Round 10: Virtualization and scalability

_images/narrow-wide-dep.png

(Narrow and wide dependencies between partitioned datasets.)

Learning objectives

In this round you will learn …

  • … that computing resources are an available-on-demand, low-cost, bulk commodity

  • … that easy programming abstractions exist to enable scalability to

    • warehouse-scale computers (WSCs) with tens of thousands of nodes, and

    • extremely large, distributed datasets

  • … that WSCs form the infrastructure that implements basic services on the Internet

  • … that large-scale infrastructure routinely experiences hardware failures

    • failures that happen during a computation are too laborious to correct manually

    • the programming abstractions must be resilient to failures (fault-tolerant)

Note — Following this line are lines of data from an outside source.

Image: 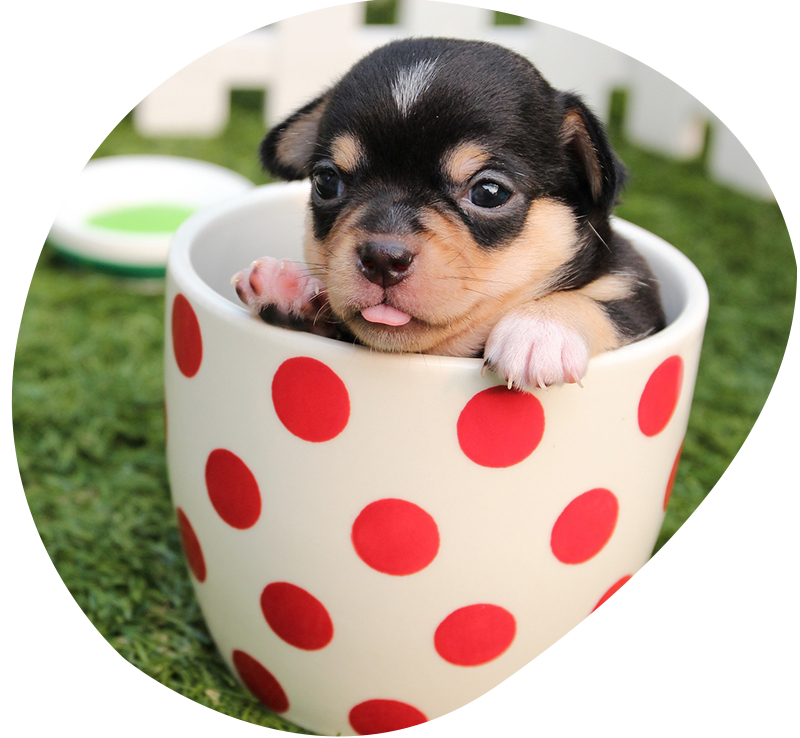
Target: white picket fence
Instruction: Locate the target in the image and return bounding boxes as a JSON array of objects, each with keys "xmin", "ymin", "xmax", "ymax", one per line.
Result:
[{"xmin": 134, "ymin": 0, "xmax": 773, "ymax": 198}]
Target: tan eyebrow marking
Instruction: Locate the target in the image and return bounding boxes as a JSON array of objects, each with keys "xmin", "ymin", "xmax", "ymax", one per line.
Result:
[
  {"xmin": 331, "ymin": 133, "xmax": 366, "ymax": 172},
  {"xmin": 444, "ymin": 142, "xmax": 489, "ymax": 184}
]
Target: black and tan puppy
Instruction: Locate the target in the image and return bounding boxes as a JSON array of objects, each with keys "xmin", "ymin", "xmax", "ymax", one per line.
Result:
[{"xmin": 233, "ymin": 39, "xmax": 665, "ymax": 389}]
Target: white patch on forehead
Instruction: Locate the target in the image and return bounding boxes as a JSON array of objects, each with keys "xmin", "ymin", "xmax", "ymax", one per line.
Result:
[{"xmin": 392, "ymin": 59, "xmax": 436, "ymax": 115}]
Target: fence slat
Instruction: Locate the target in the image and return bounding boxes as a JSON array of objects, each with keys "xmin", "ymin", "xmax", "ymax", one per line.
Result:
[
  {"xmin": 134, "ymin": 0, "xmax": 773, "ymax": 198},
  {"xmin": 134, "ymin": 30, "xmax": 277, "ymax": 137}
]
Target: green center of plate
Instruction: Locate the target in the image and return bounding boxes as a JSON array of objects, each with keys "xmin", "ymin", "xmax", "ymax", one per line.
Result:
[{"xmin": 86, "ymin": 203, "xmax": 195, "ymax": 233}]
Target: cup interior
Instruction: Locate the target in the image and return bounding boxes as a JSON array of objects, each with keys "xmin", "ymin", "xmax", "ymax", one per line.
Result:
[{"xmin": 170, "ymin": 182, "xmax": 708, "ymax": 362}]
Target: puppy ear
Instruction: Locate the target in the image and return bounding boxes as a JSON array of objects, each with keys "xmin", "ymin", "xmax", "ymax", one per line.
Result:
[
  {"xmin": 560, "ymin": 93, "xmax": 625, "ymax": 213},
  {"xmin": 260, "ymin": 93, "xmax": 328, "ymax": 179}
]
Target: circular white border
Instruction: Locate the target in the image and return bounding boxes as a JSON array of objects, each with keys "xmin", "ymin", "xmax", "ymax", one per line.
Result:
[{"xmin": 0, "ymin": 0, "xmax": 800, "ymax": 736}]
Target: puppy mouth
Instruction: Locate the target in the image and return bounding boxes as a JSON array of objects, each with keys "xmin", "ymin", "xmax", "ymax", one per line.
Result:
[{"xmin": 361, "ymin": 302, "xmax": 411, "ymax": 327}]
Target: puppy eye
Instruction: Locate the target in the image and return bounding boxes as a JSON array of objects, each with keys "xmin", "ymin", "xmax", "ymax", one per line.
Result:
[
  {"xmin": 313, "ymin": 169, "xmax": 344, "ymax": 200},
  {"xmin": 469, "ymin": 180, "xmax": 511, "ymax": 208}
]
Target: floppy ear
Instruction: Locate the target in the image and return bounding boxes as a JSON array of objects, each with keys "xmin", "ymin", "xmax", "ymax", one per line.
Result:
[
  {"xmin": 560, "ymin": 93, "xmax": 625, "ymax": 213},
  {"xmin": 260, "ymin": 93, "xmax": 328, "ymax": 179}
]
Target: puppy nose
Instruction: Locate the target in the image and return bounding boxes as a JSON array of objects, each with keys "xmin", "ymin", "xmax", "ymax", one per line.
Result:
[{"xmin": 358, "ymin": 241, "xmax": 414, "ymax": 287}]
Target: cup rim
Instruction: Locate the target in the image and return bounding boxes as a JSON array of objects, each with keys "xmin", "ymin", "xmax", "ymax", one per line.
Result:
[{"xmin": 167, "ymin": 180, "xmax": 709, "ymax": 371}]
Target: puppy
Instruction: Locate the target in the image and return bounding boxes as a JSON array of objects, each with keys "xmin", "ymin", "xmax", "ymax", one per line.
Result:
[{"xmin": 232, "ymin": 38, "xmax": 665, "ymax": 390}]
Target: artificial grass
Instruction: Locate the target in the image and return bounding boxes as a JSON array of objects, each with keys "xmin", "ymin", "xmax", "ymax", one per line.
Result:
[{"xmin": 11, "ymin": 86, "xmax": 796, "ymax": 732}]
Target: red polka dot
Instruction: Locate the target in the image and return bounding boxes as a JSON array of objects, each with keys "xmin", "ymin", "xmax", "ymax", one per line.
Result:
[
  {"xmin": 233, "ymin": 650, "xmax": 289, "ymax": 712},
  {"xmin": 352, "ymin": 499, "xmax": 439, "ymax": 576},
  {"xmin": 272, "ymin": 356, "xmax": 350, "ymax": 443},
  {"xmin": 664, "ymin": 444, "xmax": 683, "ymax": 512},
  {"xmin": 206, "ymin": 448, "xmax": 261, "ymax": 530},
  {"xmin": 177, "ymin": 508, "xmax": 206, "ymax": 583},
  {"xmin": 172, "ymin": 294, "xmax": 203, "ymax": 377},
  {"xmin": 550, "ymin": 488, "xmax": 619, "ymax": 564},
  {"xmin": 639, "ymin": 356, "xmax": 683, "ymax": 436},
  {"xmin": 261, "ymin": 582, "xmax": 333, "ymax": 651},
  {"xmin": 592, "ymin": 574, "xmax": 633, "ymax": 612},
  {"xmin": 350, "ymin": 700, "xmax": 428, "ymax": 735},
  {"xmin": 433, "ymin": 605, "xmax": 517, "ymax": 666},
  {"xmin": 457, "ymin": 386, "xmax": 544, "ymax": 468}
]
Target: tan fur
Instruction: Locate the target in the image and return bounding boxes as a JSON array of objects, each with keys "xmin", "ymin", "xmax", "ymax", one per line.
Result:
[
  {"xmin": 561, "ymin": 110, "xmax": 603, "ymax": 198},
  {"xmin": 444, "ymin": 142, "xmax": 489, "ymax": 184},
  {"xmin": 306, "ymin": 199, "xmax": 592, "ymax": 356},
  {"xmin": 331, "ymin": 134, "xmax": 365, "ymax": 173},
  {"xmin": 275, "ymin": 102, "xmax": 327, "ymax": 171}
]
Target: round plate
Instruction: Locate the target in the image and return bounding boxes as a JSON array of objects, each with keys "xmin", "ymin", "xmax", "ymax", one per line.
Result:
[{"xmin": 47, "ymin": 155, "xmax": 253, "ymax": 276}]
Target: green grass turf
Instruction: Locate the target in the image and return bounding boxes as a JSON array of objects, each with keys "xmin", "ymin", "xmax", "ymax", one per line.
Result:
[{"xmin": 11, "ymin": 85, "xmax": 796, "ymax": 732}]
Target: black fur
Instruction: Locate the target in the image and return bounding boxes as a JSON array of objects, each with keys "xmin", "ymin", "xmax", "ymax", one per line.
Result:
[{"xmin": 261, "ymin": 39, "xmax": 665, "ymax": 348}]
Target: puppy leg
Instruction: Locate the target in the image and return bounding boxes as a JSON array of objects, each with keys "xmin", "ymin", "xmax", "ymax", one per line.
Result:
[
  {"xmin": 231, "ymin": 256, "xmax": 336, "ymax": 336},
  {"xmin": 484, "ymin": 292, "xmax": 621, "ymax": 390}
]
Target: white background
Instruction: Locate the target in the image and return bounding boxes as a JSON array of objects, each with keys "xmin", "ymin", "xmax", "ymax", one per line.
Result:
[{"xmin": 0, "ymin": 0, "xmax": 800, "ymax": 738}]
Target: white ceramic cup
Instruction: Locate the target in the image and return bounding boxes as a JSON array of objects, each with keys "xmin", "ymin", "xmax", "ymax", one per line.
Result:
[{"xmin": 165, "ymin": 183, "xmax": 708, "ymax": 735}]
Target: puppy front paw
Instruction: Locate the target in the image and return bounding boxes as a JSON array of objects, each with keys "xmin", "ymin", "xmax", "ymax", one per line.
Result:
[
  {"xmin": 231, "ymin": 256, "xmax": 323, "ymax": 322},
  {"xmin": 484, "ymin": 314, "xmax": 590, "ymax": 390}
]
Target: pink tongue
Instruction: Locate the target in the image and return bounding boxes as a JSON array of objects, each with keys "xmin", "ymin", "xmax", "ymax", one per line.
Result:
[{"xmin": 361, "ymin": 305, "xmax": 411, "ymax": 325}]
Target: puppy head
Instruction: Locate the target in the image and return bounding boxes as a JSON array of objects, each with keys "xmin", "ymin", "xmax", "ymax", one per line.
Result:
[{"xmin": 261, "ymin": 39, "xmax": 621, "ymax": 355}]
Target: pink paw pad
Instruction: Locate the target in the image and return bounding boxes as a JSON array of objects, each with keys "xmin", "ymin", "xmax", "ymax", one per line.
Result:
[
  {"xmin": 231, "ymin": 256, "xmax": 322, "ymax": 315},
  {"xmin": 484, "ymin": 315, "xmax": 589, "ymax": 389}
]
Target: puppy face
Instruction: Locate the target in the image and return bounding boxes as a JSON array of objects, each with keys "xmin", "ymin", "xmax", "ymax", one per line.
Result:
[{"xmin": 262, "ymin": 39, "xmax": 620, "ymax": 355}]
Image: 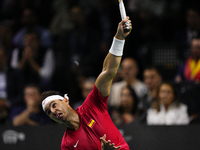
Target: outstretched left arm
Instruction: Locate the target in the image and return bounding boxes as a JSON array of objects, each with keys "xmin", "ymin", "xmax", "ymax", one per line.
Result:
[{"xmin": 95, "ymin": 17, "xmax": 132, "ymax": 97}]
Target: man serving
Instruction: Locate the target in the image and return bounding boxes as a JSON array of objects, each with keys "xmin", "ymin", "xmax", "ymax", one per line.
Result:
[{"xmin": 41, "ymin": 17, "xmax": 132, "ymax": 150}]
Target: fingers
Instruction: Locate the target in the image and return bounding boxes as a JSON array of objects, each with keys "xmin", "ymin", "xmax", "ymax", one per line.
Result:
[{"xmin": 100, "ymin": 134, "xmax": 121, "ymax": 150}]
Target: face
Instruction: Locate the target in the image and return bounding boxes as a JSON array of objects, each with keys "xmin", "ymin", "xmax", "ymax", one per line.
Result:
[
  {"xmin": 45, "ymin": 98, "xmax": 69, "ymax": 123},
  {"xmin": 187, "ymin": 9, "xmax": 200, "ymax": 30},
  {"xmin": 191, "ymin": 39, "xmax": 200, "ymax": 60},
  {"xmin": 143, "ymin": 69, "xmax": 161, "ymax": 90},
  {"xmin": 0, "ymin": 49, "xmax": 6, "ymax": 71},
  {"xmin": 24, "ymin": 87, "xmax": 40, "ymax": 106},
  {"xmin": 158, "ymin": 84, "xmax": 174, "ymax": 106},
  {"xmin": 121, "ymin": 88, "xmax": 134, "ymax": 108},
  {"xmin": 122, "ymin": 58, "xmax": 138, "ymax": 80},
  {"xmin": 82, "ymin": 82, "xmax": 94, "ymax": 98},
  {"xmin": 24, "ymin": 33, "xmax": 39, "ymax": 49},
  {"xmin": 71, "ymin": 7, "xmax": 85, "ymax": 25}
]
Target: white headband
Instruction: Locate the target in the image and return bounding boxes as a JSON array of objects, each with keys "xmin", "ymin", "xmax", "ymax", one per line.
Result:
[{"xmin": 42, "ymin": 94, "xmax": 69, "ymax": 110}]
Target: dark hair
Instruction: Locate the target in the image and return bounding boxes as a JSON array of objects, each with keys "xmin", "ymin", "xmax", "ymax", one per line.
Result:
[
  {"xmin": 25, "ymin": 28, "xmax": 40, "ymax": 41},
  {"xmin": 24, "ymin": 83, "xmax": 41, "ymax": 93},
  {"xmin": 143, "ymin": 65, "xmax": 162, "ymax": 77},
  {"xmin": 119, "ymin": 85, "xmax": 139, "ymax": 115},
  {"xmin": 187, "ymin": 4, "xmax": 200, "ymax": 15},
  {"xmin": 152, "ymin": 81, "xmax": 180, "ymax": 112},
  {"xmin": 40, "ymin": 91, "xmax": 62, "ymax": 104}
]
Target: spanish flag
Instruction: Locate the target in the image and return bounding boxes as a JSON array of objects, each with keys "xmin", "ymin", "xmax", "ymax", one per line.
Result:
[
  {"xmin": 88, "ymin": 119, "xmax": 96, "ymax": 128},
  {"xmin": 184, "ymin": 57, "xmax": 200, "ymax": 81}
]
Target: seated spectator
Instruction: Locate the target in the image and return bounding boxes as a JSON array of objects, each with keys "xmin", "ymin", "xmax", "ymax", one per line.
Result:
[
  {"xmin": 108, "ymin": 57, "xmax": 147, "ymax": 109},
  {"xmin": 173, "ymin": 6, "xmax": 200, "ymax": 61},
  {"xmin": 10, "ymin": 85, "xmax": 52, "ymax": 126},
  {"xmin": 0, "ymin": 20, "xmax": 15, "ymax": 63},
  {"xmin": 13, "ymin": 8, "xmax": 52, "ymax": 48},
  {"xmin": 175, "ymin": 37, "xmax": 200, "ymax": 83},
  {"xmin": 143, "ymin": 66, "xmax": 162, "ymax": 112},
  {"xmin": 111, "ymin": 86, "xmax": 138, "ymax": 125},
  {"xmin": 73, "ymin": 77, "xmax": 95, "ymax": 110},
  {"xmin": 11, "ymin": 30, "xmax": 55, "ymax": 91},
  {"xmin": 147, "ymin": 82, "xmax": 190, "ymax": 125},
  {"xmin": 0, "ymin": 47, "xmax": 24, "ymax": 108}
]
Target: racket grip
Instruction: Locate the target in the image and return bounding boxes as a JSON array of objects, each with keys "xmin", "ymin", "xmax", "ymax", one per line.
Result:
[
  {"xmin": 124, "ymin": 20, "xmax": 131, "ymax": 32},
  {"xmin": 119, "ymin": 0, "xmax": 130, "ymax": 32}
]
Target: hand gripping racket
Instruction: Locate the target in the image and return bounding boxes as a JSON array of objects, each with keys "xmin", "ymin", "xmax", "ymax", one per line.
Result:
[{"xmin": 119, "ymin": 0, "xmax": 130, "ymax": 32}]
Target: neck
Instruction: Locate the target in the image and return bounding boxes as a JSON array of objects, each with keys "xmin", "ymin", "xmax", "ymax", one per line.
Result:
[{"xmin": 64, "ymin": 110, "xmax": 80, "ymax": 130}]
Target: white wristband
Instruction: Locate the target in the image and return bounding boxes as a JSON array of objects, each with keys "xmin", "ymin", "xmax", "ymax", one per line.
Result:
[{"xmin": 109, "ymin": 37, "xmax": 125, "ymax": 56}]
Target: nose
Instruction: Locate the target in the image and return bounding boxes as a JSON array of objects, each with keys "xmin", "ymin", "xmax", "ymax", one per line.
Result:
[{"xmin": 50, "ymin": 108, "xmax": 56, "ymax": 117}]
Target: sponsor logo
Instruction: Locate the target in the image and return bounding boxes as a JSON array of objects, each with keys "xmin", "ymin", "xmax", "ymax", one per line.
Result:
[
  {"xmin": 88, "ymin": 119, "xmax": 96, "ymax": 128},
  {"xmin": 74, "ymin": 140, "xmax": 79, "ymax": 148},
  {"xmin": 2, "ymin": 130, "xmax": 25, "ymax": 144},
  {"xmin": 119, "ymin": 129, "xmax": 133, "ymax": 143},
  {"xmin": 42, "ymin": 100, "xmax": 46, "ymax": 105}
]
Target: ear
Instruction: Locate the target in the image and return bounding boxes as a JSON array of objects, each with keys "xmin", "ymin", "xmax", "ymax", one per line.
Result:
[{"xmin": 63, "ymin": 98, "xmax": 69, "ymax": 104}]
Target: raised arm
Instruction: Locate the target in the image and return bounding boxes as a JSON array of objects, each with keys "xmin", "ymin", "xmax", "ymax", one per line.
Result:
[{"xmin": 95, "ymin": 17, "xmax": 132, "ymax": 97}]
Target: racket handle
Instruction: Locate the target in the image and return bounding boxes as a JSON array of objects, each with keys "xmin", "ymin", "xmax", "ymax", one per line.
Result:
[{"xmin": 119, "ymin": 0, "xmax": 130, "ymax": 32}]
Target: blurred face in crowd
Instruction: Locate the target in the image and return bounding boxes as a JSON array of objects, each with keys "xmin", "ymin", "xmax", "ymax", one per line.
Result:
[
  {"xmin": 191, "ymin": 39, "xmax": 200, "ymax": 60},
  {"xmin": 121, "ymin": 87, "xmax": 134, "ymax": 108},
  {"xmin": 21, "ymin": 9, "xmax": 36, "ymax": 26},
  {"xmin": 158, "ymin": 83, "xmax": 174, "ymax": 106},
  {"xmin": 143, "ymin": 69, "xmax": 162, "ymax": 90},
  {"xmin": 24, "ymin": 86, "xmax": 40, "ymax": 106},
  {"xmin": 71, "ymin": 6, "xmax": 85, "ymax": 26},
  {"xmin": 187, "ymin": 9, "xmax": 200, "ymax": 30},
  {"xmin": 122, "ymin": 58, "xmax": 138, "ymax": 81},
  {"xmin": 0, "ymin": 48, "xmax": 6, "ymax": 72},
  {"xmin": 24, "ymin": 33, "xmax": 39, "ymax": 50},
  {"xmin": 0, "ymin": 25, "xmax": 13, "ymax": 46}
]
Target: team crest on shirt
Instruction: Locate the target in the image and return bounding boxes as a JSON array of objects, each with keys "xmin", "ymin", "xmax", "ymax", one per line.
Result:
[{"xmin": 87, "ymin": 119, "xmax": 96, "ymax": 128}]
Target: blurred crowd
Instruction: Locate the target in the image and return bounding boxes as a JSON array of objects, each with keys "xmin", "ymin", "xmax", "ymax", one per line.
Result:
[{"xmin": 0, "ymin": 0, "xmax": 200, "ymax": 126}]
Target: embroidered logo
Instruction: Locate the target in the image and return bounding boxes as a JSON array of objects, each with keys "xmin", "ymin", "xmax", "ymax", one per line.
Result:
[
  {"xmin": 88, "ymin": 119, "xmax": 96, "ymax": 128},
  {"xmin": 74, "ymin": 140, "xmax": 79, "ymax": 148},
  {"xmin": 42, "ymin": 100, "xmax": 46, "ymax": 105}
]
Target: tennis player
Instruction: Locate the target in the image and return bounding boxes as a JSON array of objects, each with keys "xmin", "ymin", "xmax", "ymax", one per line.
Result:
[{"xmin": 41, "ymin": 17, "xmax": 132, "ymax": 150}]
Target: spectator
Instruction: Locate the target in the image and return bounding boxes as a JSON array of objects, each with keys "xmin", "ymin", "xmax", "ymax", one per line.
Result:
[
  {"xmin": 147, "ymin": 82, "xmax": 190, "ymax": 125},
  {"xmin": 73, "ymin": 77, "xmax": 95, "ymax": 110},
  {"xmin": 50, "ymin": 0, "xmax": 73, "ymax": 41},
  {"xmin": 175, "ymin": 37, "xmax": 200, "ymax": 83},
  {"xmin": 10, "ymin": 85, "xmax": 52, "ymax": 126},
  {"xmin": 143, "ymin": 66, "xmax": 162, "ymax": 112},
  {"xmin": 11, "ymin": 30, "xmax": 55, "ymax": 91},
  {"xmin": 173, "ymin": 6, "xmax": 200, "ymax": 60},
  {"xmin": 0, "ymin": 47, "xmax": 24, "ymax": 107},
  {"xmin": 13, "ymin": 8, "xmax": 52, "ymax": 48},
  {"xmin": 0, "ymin": 20, "xmax": 14, "ymax": 63},
  {"xmin": 111, "ymin": 86, "xmax": 138, "ymax": 125},
  {"xmin": 109, "ymin": 57, "xmax": 147, "ymax": 109}
]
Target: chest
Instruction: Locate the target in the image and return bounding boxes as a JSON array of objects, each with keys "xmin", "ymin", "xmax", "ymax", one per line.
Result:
[{"xmin": 61, "ymin": 115, "xmax": 106, "ymax": 150}]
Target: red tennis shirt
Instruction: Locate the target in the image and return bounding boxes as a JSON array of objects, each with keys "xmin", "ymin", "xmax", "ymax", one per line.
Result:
[{"xmin": 61, "ymin": 86, "xmax": 129, "ymax": 150}]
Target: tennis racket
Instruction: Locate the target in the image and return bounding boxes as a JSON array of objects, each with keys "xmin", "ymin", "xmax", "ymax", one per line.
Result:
[{"xmin": 119, "ymin": 0, "xmax": 130, "ymax": 32}]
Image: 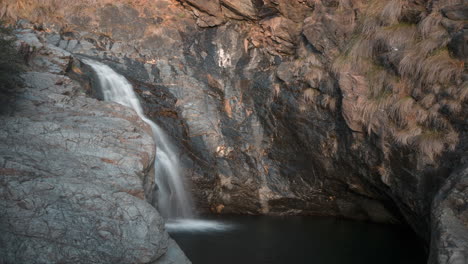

  • … that functional programming scales up and provides resiliency

    • a resilient distributed dataset (RDD) is a collection that is partitioned across the nodes of a cluster

    • an RDD can be transformed using standard primitives (map, filter, reduce, group, join, …) on collections to yield a new RDD

    • a dependency DAG on RDDs enables transparent recovery from failures by recomputation

  • … to work with RDDs as implemented in the Apache Spark system

  • … that efficiency is obtained by paying attention to (*)

    • partitioning of each RDD across cluster nodes, (*)

    • persisting (caching) each RDD in main memory at the nodes, and (*)

    • dependencies between parts of RDDs in a compound transformation (*)

(Material that is marked with one or more asterisks (*) is good-to-know, but not critical to solving the exercises or passing the course.)